We illustrate custom metric creation using three examples. The first two examples illustrate counter
metrics while the third illustrates gauge
metrics.
Suppose you have a Prometheus counter metric named correct_predictions
, which records the number of correct predictions made by each model version until now.
# Prometheus query to get the number of correct predictions for a model version in the past 30 seconds.
sum(increase(correct_predictions{revision_name='my-model-predictor-default-dlgm8'}[30s]))
# Prometheus query to get the number of correct predictions for another model version in the past 30 seconds.
sum(increase(correct_predictions{revision_name='my-model-predictor-default-h4bvl'}[30s]))
Note: KFServing creates distinct Knative revisions for different model versions. Hence, as seen in the above examples, the
revision_name
label provides a convenient way to filter and select a specific model version.
You can turn this into an iter8 counter metric using the following yaml manifest.
#correctpredictions.yaml
apiVersion: iter8.tools/v2alpha1
kind: Metric
metadata:
name: correct-predictions
spec:
params:
query: sum(increase(correct_predictions{revision_name='$revision'}[$interval])) or on() vector(0)
description: Number of correct predictions
type: counter
provider: prometheus
Note: values may be unavailable for a metric in Prometheus, in which case, Prometheus may return a
nodata
response. For example, values may be unavailable for thecorrect_predictions
metric for a model version if no requests have been sent to that model version until now, or if Prometheus has a large scrape interval and is yet to collect data. In such cases, theon() or vector(0)
clause replaces thenodata
response with a zero value. This is the recommended approach for creating iter8 counter metrics.
Using the yaml file defined above, you can create an iter8 metric in your Kubernetes cluster as follows.

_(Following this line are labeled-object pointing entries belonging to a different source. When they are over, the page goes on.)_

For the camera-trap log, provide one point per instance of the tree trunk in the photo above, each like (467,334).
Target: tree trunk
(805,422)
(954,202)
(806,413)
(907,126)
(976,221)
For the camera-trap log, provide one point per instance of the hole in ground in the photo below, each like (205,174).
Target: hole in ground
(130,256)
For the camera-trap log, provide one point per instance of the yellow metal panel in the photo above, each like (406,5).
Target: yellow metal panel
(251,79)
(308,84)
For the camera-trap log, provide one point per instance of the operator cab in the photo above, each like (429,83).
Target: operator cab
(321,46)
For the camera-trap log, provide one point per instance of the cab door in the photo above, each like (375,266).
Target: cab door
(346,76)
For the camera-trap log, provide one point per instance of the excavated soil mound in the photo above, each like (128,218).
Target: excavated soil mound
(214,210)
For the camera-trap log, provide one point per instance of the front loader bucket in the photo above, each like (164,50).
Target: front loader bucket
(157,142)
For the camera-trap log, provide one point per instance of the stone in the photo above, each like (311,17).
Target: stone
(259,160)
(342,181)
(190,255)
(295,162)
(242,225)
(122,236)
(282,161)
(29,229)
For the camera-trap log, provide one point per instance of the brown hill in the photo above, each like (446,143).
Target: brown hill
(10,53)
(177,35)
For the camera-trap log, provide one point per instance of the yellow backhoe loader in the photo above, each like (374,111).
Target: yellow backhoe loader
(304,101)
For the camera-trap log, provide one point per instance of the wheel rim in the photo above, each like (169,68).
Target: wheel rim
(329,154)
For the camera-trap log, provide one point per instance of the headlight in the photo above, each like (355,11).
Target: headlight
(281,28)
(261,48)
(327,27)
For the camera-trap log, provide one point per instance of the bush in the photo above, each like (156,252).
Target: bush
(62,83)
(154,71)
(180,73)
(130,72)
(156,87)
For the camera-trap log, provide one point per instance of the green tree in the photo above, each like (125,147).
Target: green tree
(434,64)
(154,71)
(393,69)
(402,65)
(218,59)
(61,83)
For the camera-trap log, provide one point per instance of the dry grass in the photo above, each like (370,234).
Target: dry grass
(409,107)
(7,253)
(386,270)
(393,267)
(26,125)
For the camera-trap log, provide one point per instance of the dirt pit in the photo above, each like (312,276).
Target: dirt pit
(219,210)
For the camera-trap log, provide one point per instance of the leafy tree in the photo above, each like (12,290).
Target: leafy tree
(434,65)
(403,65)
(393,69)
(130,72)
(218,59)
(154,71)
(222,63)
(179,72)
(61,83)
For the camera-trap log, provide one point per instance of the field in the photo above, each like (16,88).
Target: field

kubectl apply -f correctpredictions.yaml -n your-metrics-namespace
You can now list this metric using kubectl
and use this metric in experiments.
kubectl get metrics.iter8.tools correct-predictions -n your-metrics-namespace
NAMESPACE NAME TYPE DESCRIPTION
iter8-system correct-predictions counter Number of correct predictions
Iter8 instantiates the templated HTTP query params (spec.params
) before querying Prometheus in each iteration of the experiment. While instantiating the templated params, iter8 will substitute:
- The template variable
$name
with the valuesdefault
orcanary
for the two model versions in a canary experiment. - The template variable
$revision
with the revision name corresponding to the model versions. - The template variable
$interval
with the time elapsed since the start of the experiment (e.g.,80s
or200s
).
# Python (pseudo) code snippet intended to illustrate 'roughly' how iter8 queries a metrics database. metrics_database_url = "https://prometheus-operated.kfserving-monitoring:9090/api/v1/query" instantiated_params = substitute_template_variables(spec.params) # Here is how instantiated_params might look at this point. # instantiated_params = {'query': 'sum(increase(correct_predictions{revision_name='my-model-predictor-default-dlgm8'}[183s])) or on() vector(0)'} # Using requests library API for HTTP GET result = requests.get(metrics_database_url, params = instantiated_params).json()
The request-count
metric is an out-of-the-box iter8 metric. Although not a custom metric, this example serves to further illustrate the concepts introduced in Example 1. There is no real difference between custom and out-of-the-box metrics other than the fact the latter is shipped as part of iter8-kfserving.
apiVersion: iter8.tools/v2alpha1
kind: Metric
metadata:
name: request-count
spec:
params:
query: sum(increase(revision_app_request_latencies_count{revision_name='$revision'}[$interval])) or on() vector(0)
description: Number of requests
type: counter
provider: prometheus
We will build on Examples 1 and 2 to define a new iter8 gauge metric called accuracy
. This metric is intended to capture the ratio of correct predictions over request count.
#accuracy.yaml
apiVersion: iter8.tools/v2alpha1
kind: Metric
metadata:
name: accuracy
spec:
description: Accuracy of the model version
params:
query: (sum(increase(correct_predictions{revision_name='$revision'}[$interval])) or on() vector(0)) / (sum(increase(revision_app_request_latencies_count{revision_name='$revision'}[$interval])) or on() vector(0))
type: gauge
sample_size:
name: request-count
provider: prometheus
The spec.sample_size
field represents the number of data points over which the gauge metric value is computed. In this case, since accuracy
is computed over all the requests received by a specific model version, the sample_size metric is request-count
.
The following is a sample response returned by Prometheus to iter8 for a metric query.
{
"status": "success",
"data": {
"resultType": "vector",
"result": [
{
"value": [1556823494.744, "21.7639"]
}
]
}
}
There are typically two versions (default
and canary
) that are involved in an iter8-kfserving experiment. When iter8 queries Prometheus for a specific iter8-metric at any point in time, it issues two queries, one for each model version. For each query, iter8 expects the schema of the Prometheus response to match the schema of the above sample. Specifically, status
should equal success
, resultType
should equal vector
(i.e., Prometheus should return an instant-vector), with a single result
within it.